Now that we have understood why gold is especially in demand these times, let us look at 5 ways you can own a piece of the precious metal.
  1. Gold coins and bullion: This is the simplest and most conventional form of investing in gold. Gold bullion, bars and coins are made with a purest physical form of gold. Gold coins are available in different sizes. Gold bars, coins and bullion are of 24K (carats), and these can be kept safely in bank lockers or any other safe place. With ownership of coins and /or bullion, you get a direct, tangible ownership of the precious metal and its prices. There is also potential to yield premiums over and above gold spot price.
  2. Gold futures: You can buy into gold futures, which are traded on the MCX. These future prices tend to track gold prices, and the contracts have to be settled with a pre-determined period. Gold futures are risky investments as one has to settle futures even if they make a loss.
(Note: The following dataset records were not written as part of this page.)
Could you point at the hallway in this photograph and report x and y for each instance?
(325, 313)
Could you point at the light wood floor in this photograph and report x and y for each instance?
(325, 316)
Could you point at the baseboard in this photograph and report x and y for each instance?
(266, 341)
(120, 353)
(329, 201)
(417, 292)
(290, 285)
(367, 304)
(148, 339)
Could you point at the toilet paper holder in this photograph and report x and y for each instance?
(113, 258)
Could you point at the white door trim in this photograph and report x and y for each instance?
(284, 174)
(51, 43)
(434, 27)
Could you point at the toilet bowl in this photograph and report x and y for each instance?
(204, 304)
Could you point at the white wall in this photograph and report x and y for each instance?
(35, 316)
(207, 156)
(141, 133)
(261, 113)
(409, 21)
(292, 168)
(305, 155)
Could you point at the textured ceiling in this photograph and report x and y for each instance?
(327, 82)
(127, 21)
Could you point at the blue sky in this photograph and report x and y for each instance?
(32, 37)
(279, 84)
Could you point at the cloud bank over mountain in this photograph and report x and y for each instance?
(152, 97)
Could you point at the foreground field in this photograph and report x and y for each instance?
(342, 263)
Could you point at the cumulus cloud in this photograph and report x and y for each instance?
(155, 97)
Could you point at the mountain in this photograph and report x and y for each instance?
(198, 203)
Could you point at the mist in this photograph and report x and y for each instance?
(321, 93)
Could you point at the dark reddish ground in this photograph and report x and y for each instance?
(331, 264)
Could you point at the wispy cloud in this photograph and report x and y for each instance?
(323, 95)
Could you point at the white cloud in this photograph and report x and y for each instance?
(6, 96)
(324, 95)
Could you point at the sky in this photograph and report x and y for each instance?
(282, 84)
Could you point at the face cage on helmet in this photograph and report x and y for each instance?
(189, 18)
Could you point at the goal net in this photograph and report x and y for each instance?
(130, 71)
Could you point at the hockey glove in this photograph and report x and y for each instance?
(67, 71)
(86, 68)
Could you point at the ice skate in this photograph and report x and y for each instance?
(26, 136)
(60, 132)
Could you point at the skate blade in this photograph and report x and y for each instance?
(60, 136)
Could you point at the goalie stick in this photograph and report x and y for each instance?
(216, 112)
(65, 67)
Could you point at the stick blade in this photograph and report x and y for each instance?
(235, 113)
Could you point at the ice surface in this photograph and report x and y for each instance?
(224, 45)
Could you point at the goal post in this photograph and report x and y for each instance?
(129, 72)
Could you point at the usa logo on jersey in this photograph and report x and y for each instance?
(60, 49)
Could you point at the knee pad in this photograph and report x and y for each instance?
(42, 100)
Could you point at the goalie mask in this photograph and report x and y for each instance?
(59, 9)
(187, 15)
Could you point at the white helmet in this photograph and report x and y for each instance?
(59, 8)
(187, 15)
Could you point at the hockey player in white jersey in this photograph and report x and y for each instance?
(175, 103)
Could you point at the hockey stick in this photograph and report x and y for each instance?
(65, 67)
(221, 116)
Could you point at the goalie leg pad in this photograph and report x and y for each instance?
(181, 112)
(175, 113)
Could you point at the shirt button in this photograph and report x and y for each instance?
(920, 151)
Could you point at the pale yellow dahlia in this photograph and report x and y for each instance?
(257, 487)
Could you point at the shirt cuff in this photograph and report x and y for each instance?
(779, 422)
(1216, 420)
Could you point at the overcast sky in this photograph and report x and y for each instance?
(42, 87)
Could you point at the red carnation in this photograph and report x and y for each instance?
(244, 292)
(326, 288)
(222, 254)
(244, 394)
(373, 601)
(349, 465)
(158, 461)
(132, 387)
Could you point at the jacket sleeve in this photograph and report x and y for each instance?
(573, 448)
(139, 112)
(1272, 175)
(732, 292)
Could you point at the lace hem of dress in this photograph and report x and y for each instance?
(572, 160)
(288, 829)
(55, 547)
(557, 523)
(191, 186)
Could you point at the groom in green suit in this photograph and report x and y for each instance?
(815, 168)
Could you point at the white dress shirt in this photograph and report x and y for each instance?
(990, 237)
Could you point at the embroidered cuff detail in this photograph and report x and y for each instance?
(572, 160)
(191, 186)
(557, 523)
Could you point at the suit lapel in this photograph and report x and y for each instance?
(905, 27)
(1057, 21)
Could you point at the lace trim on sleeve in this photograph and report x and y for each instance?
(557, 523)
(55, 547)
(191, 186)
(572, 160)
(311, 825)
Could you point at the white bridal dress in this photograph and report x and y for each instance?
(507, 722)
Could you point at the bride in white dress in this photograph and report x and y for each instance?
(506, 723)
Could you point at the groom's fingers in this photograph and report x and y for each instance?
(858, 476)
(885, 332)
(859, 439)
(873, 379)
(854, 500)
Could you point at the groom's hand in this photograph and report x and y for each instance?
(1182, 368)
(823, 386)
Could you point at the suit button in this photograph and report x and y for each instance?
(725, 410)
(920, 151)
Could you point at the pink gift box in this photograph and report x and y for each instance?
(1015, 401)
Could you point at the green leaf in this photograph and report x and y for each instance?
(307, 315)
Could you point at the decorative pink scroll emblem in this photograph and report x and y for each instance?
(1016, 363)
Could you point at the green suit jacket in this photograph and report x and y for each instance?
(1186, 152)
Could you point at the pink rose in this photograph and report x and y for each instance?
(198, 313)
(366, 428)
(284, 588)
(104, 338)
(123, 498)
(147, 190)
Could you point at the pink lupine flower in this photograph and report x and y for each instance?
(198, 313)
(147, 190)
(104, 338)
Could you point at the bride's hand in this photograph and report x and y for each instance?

Gold can be a profitable investment when all others fail. If you are concerned about inflation or the devaluation of your country’s currency, you may want to add gold to your portfolio. Nevertheless, as tempting as it may be to buy a lot of gold in a struggling economy, try not to get carried away. Gold bubbles exist, and in order to prevent yourself from being over-exposed to any asset class, you should always maintain a well-diversified and balanced portfolio.
  3. Gold ETFs: There are various Gold Exchange Traded Funds (ETFs) that investors could buy. Gold ETFs are better than physical gold, and offer many advantages. Nobody can steal gold ETFs as they are in the electronic form. On the other hand, you do not have to incur storage charges. Taxation on Gold ETFs is done in the same manner as physical gold.
  4. Sovereign gold bonds: This an investment in gold that is issued by the Reserve Bank of India (RBI) on behalf of the Government of India. Sovereign Gold Bond (SGB) scheme is an alternative to purchasing physical gold. When people invest in gold bonds, they get a paper against their investment instead of a gold bar or a gold coin. There is no cost attached and instead you get an annual interest of 2.5% for investing. These bonds have a tenor of eight years and track the price of gold, just like a gold mutual fund. One benefit of SGB is, if you complete the tenure of 8 years, the investment is tax-free; i.e- long-term capital gain tax (LTCG) will not be levied on the investment.  This bond can also be utilized as a collateral against loans.
  5. E-Gold: E-gold is the process of buying gold electronically. E-Gold allows investors to invest in gold with much lower denominations (1gm or 2gm) than physical gold. The investment is held electronically in demat form and can be freely converted into physical gold. It is more convenient to buy and sell e-gold. One of the benefits of investing in e-gold is that there is no holding cost. In India, e-gold is offered by the National Spot Exchange Limited (NSEL). Investors who wish to invest in gold as part of their long-term portfolio, can buy e-gold in small quantities and hold it in their Demat account. Once their target is achieved, they can take the physical delivery of gold through the exchange. Those who don’t wish to take the physical delivery can always sell the electronic units and encash them.